Indonesia Era Reformasi
Oleh: Koko Wijayanto
Universitas Gadjah Mada

            Setelah runtuhnya rezim orde baru tahun 1998, Indonesia telah mengukir awal sejarah baru bangsa kearah perubahan signifikan kearah demokrasi. Perlu di cermati, kajian demokrasi Indonesia lebih mengacu pada anomie, ditengarahi hal ini dipengaruhi oleh kokohnya rezim neopatrimonial di tangan Soeharto. Gelombang democratisasi punya efek disfusi luar biasa di Indonesia yang melahirkan semangat dan gerakan pro-demokrasi dalam arena masyarakat sipil sejak dekade 1980-an. Setiap bentuk wacana dan gerakan demokrasi selalu diberantas secara represif oleh tangan-tangan baja rezim Soeharto di masa lalu.
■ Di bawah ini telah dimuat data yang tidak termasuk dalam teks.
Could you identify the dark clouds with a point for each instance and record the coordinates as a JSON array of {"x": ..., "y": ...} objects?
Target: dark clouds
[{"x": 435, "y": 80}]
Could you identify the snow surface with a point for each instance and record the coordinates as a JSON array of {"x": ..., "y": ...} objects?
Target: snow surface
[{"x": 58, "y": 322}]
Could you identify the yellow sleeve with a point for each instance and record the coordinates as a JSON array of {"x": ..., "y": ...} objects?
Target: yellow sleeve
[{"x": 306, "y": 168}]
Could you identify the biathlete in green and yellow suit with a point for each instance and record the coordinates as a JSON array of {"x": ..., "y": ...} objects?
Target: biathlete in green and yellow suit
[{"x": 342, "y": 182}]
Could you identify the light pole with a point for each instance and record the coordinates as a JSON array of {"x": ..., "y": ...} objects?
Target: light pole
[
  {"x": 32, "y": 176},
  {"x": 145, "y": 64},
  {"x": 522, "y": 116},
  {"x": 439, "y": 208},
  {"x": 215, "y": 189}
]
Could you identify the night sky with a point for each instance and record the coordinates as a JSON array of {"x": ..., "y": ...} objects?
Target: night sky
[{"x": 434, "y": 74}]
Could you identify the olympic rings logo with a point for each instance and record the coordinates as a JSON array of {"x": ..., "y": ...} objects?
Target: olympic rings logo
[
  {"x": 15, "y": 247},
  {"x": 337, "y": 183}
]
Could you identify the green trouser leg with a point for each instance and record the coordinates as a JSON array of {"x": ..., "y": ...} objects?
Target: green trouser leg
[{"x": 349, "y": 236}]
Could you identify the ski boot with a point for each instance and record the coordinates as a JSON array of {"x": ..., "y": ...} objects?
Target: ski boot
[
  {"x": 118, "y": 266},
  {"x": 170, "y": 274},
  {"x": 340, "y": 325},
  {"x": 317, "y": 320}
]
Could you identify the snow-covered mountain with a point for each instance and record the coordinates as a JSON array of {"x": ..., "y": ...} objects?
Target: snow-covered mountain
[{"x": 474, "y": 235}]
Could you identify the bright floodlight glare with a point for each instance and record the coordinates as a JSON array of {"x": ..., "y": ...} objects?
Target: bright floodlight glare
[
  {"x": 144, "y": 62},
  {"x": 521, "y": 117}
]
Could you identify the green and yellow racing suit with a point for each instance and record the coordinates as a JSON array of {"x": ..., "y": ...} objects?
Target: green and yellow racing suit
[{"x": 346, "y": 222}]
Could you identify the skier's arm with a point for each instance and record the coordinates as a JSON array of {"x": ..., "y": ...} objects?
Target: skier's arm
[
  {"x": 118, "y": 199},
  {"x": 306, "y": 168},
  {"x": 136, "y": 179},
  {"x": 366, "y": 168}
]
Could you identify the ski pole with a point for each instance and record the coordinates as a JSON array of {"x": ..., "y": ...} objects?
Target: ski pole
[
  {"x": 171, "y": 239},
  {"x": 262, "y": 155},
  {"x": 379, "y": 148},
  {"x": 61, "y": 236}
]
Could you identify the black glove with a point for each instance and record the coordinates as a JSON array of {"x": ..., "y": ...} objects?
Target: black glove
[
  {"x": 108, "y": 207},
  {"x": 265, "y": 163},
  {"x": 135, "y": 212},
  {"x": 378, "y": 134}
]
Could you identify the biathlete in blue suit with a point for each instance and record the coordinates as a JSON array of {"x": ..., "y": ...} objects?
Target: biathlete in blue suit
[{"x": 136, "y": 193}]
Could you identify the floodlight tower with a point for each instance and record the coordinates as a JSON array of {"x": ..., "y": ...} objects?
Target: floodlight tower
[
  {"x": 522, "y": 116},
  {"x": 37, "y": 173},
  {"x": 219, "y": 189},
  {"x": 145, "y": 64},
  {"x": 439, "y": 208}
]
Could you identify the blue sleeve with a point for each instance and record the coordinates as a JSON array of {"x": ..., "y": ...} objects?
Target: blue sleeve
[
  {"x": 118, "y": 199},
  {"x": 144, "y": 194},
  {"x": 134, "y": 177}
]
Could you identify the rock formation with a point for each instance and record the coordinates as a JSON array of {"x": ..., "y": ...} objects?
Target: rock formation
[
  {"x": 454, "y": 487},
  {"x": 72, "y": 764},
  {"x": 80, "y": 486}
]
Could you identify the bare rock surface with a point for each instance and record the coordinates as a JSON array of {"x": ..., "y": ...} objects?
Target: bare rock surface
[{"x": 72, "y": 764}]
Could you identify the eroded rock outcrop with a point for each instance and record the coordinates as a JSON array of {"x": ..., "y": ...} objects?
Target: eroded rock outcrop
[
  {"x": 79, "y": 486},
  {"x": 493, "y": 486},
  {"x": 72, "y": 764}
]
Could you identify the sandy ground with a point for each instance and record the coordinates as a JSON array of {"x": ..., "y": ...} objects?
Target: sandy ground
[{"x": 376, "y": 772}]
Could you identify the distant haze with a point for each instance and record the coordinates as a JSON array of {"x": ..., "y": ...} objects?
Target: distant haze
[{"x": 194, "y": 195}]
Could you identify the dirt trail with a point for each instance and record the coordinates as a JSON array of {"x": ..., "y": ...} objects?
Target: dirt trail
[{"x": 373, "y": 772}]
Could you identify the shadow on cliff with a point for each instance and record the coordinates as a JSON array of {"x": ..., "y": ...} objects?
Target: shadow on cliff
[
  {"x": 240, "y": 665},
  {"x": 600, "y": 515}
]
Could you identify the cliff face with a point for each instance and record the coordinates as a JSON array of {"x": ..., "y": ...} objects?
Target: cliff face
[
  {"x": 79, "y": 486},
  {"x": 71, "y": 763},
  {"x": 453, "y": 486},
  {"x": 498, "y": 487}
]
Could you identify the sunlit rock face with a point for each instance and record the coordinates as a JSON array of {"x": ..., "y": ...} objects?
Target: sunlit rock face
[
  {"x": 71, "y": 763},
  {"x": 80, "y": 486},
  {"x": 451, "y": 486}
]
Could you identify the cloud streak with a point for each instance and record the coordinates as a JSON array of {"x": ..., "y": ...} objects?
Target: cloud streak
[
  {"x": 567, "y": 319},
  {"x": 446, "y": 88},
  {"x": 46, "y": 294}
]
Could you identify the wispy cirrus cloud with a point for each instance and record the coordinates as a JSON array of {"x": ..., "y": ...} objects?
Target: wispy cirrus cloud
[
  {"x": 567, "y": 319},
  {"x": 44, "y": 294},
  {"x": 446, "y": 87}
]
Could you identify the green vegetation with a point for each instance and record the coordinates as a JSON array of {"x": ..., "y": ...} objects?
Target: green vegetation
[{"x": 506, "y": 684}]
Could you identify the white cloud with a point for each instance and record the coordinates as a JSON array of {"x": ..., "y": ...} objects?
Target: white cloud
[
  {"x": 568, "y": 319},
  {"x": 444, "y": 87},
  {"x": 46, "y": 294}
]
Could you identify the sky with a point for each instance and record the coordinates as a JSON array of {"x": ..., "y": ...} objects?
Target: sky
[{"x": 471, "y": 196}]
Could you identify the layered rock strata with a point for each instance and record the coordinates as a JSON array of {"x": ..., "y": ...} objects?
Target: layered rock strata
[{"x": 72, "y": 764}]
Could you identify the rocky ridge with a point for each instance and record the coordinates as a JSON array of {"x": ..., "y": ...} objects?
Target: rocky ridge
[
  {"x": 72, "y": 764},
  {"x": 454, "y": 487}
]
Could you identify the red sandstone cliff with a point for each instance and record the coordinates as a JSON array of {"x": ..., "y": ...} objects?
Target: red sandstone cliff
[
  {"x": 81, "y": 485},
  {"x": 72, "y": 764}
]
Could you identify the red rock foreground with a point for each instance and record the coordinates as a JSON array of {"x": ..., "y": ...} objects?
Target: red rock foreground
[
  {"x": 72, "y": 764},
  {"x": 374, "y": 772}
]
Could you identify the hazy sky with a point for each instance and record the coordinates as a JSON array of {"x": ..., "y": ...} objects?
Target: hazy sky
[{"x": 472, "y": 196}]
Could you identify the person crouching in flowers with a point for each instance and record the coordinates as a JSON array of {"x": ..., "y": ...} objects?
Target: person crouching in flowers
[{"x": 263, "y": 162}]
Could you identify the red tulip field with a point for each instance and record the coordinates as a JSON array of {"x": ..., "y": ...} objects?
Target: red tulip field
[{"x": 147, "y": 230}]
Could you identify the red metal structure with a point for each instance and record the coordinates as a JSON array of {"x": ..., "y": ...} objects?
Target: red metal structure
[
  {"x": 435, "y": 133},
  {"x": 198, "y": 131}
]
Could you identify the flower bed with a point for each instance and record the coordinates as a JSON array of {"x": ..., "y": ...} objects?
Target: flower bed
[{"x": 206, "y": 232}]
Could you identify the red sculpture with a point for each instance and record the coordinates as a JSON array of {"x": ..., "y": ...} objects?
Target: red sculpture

Kendati demikian, meruntuhkan pemerintahan Soeharto adalah jalan menuju transisi demokrasi yang sangat problematis.[1]
            Perubahan sistem pemerintahan perlahan telah berubah setelah jatuhnya Presiden Soeharto pada Mei 1998. Presiden Soeharto di tuntut mundur oleh berbagai pihak karena dianggap telah melakukan ketidak wajaran atau penyimpangan atas hak-hak dalam masyarakat umum dalam menjalankan roda pemerintahan. Upaya sentral dalam pergolakan ini dimotori oleh mahasiswa atas asumsi dasar menuntut hak-hak yang telah di salah gunakan oleh pemerintahan.
            Pergantian sistem demokrasi telah memberi banyak pelajaran berharga untuk pembangunan bangsa. Dari sebuah kesalahan sistem negara yang telah mengukir sejarah, perlu untuk dipelajari bagi generasi penerus bangsa mendatang. Ketegangan di masa lampau pastinya tidak akan lepas dengan mudah dari ingatan-ingatan pelaku sejarah. Fakta-fakta tersebut mudah dijumpai melalui buku-buku, film dokumenter, sumber informasi dari internet, atau bahkan pelaku hidup sejarah.
Era reformasi telah mengukir sejarah baru. Secara garis besar era reformasi menceritakan tentang transisi dari rezim neopatrionial yang tentunya akan berbeda dengan rezim otoritarian-korporatis. Transisi dari era rezim otoritarian-korporatis pada umumnya melalui jalur negosiasi di antara kekuatan yang bertarung untuk memperebutkan suatu kekuasaan. Jalur musyawarah bersama akan menentukan arah tujuan setelah runtuhnya rezim yang lama.
            Dari banyaknya aktor politik yang berperan, konsentrasi ini dikerucutkan pada beberapa peran militer, kekuatan politik mahasiswa, dan masyarakat pada umumnya yang berada pada akar rumput. Peran dari militer telah menempati posisi kuat dalam struktur. Peran angkatan bersenjata Indonesia atau yang dulu disebut ABRI, mempunyai peranan besar dalam menyetabilkan keamanan negara kala itu. Jika menengok kebelakang, pola penerapan keamanan yang dijalankan angkatan militer dapat dikatakan diluar batas kewajaran hingga tindakan represif yang dilakukan kerap kali menumbulkan jatuh korban. Pada akhirnya tindakan ini mulai dicekal berbagai pihak.[2]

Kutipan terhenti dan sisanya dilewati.